Outside of culture, Drenka wants to make a change in the way the history of the city is understood.

“In this city, a lot of people appreciate Asian culture, but don’t recognize the contributions that Asians have made,” she says. “When the city did their racial equity plan, they had a timeline about the women changing Dallas history. The only reference they had to an Asian American was 2022 when Stephanie Drenka and Denise Johnson founded the Asian American Historical Society.”

Dallas is only one of countless American cities that have a similar disparity in Asian American representation. Drenka hopes that her mission could inspire others in different environments to attempt the same.

“If we can make the case that Asian American history is significant to Dallas history, I think this is something that can be replicated by other communities and led by people that are from it,” she says. “It’s not that we think we can accomplish all of this in our lifetime.
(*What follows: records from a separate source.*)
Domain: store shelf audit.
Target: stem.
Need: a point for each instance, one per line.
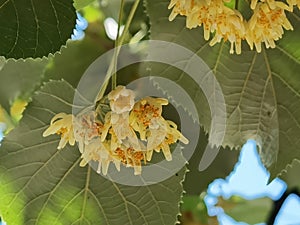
(118, 43)
(114, 76)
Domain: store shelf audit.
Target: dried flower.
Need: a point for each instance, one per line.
(121, 100)
(266, 25)
(128, 135)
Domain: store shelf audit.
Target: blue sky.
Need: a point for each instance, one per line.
(249, 179)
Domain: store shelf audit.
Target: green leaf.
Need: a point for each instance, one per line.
(34, 28)
(19, 79)
(79, 4)
(197, 181)
(291, 176)
(39, 184)
(261, 90)
(251, 212)
(71, 63)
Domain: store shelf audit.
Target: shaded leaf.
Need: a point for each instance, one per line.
(71, 63)
(39, 184)
(251, 212)
(255, 86)
(19, 79)
(34, 28)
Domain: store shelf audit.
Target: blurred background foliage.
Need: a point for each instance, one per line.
(26, 76)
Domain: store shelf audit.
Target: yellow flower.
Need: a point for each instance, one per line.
(121, 100)
(62, 124)
(159, 133)
(130, 158)
(117, 125)
(143, 112)
(293, 3)
(266, 25)
(86, 128)
(98, 151)
(227, 24)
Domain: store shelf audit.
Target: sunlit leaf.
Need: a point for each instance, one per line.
(261, 90)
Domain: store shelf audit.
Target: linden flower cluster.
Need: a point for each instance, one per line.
(265, 26)
(128, 135)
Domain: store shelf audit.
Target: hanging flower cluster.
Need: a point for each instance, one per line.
(129, 133)
(266, 25)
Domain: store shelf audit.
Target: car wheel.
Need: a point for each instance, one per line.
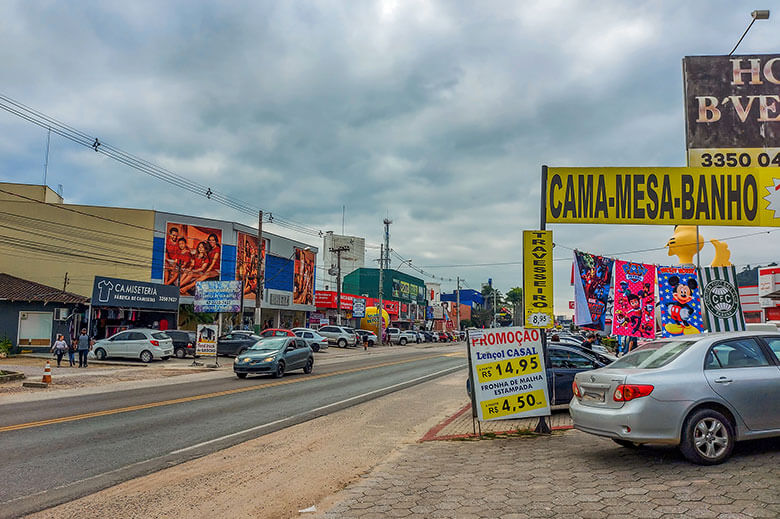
(708, 437)
(626, 443)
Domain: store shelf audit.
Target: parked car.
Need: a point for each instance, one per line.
(314, 340)
(235, 343)
(276, 332)
(184, 342)
(702, 393)
(363, 334)
(138, 343)
(274, 356)
(339, 335)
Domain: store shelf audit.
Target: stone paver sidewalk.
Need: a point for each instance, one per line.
(569, 474)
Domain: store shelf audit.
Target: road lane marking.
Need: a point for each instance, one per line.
(151, 405)
(317, 410)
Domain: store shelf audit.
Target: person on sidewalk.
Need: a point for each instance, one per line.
(59, 348)
(83, 348)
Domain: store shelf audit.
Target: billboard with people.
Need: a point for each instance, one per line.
(303, 278)
(192, 253)
(247, 263)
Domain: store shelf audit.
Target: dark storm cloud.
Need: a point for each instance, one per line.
(438, 114)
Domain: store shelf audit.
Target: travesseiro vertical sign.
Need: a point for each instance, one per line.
(510, 380)
(537, 279)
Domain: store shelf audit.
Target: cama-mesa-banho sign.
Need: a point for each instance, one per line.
(664, 196)
(510, 381)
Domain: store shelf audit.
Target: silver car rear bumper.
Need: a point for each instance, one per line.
(644, 420)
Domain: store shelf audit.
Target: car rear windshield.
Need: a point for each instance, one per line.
(653, 355)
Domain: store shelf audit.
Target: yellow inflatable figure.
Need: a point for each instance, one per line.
(683, 245)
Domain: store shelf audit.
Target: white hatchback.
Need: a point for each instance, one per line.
(138, 343)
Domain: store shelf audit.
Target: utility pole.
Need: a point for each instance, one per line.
(260, 272)
(381, 283)
(457, 303)
(338, 251)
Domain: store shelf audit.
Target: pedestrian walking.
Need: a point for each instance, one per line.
(59, 348)
(83, 348)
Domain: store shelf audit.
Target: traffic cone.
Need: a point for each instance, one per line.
(47, 373)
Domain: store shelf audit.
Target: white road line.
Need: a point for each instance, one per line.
(299, 415)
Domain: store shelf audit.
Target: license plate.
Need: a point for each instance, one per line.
(593, 397)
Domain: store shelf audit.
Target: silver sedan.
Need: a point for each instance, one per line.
(702, 393)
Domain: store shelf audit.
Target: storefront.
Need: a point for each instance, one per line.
(121, 304)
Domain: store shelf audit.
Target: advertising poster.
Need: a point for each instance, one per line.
(247, 263)
(731, 116)
(303, 278)
(192, 253)
(510, 381)
(538, 279)
(720, 296)
(634, 307)
(680, 302)
(217, 296)
(664, 196)
(592, 285)
(206, 344)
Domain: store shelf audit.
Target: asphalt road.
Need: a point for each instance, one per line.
(59, 449)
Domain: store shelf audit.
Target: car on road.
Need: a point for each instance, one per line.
(314, 340)
(276, 332)
(274, 356)
(137, 343)
(341, 336)
(184, 342)
(702, 393)
(367, 335)
(235, 343)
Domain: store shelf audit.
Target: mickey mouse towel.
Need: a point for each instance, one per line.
(680, 301)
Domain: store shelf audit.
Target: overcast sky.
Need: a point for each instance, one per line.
(436, 114)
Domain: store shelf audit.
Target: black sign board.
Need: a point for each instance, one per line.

It’s that we do as much as we can to set a good foundation for others in the future.”

Drenka and Johnson are joined only by their director of community engagement, Amy Tran-Calhoun and their youth engagement specialist, Jo Lew. The four-person team are the only recurring creative trust, tasked with commemorating centuries of untold history. It’d be a steep workload for any group, let alone one so young and made up of so few people. But for Drenka, the difficulty doesn’t matter.

“I have moments where I feel physically tired or exhausted,” Drenka says. “But emotionally, I feel grounded in my purpose.”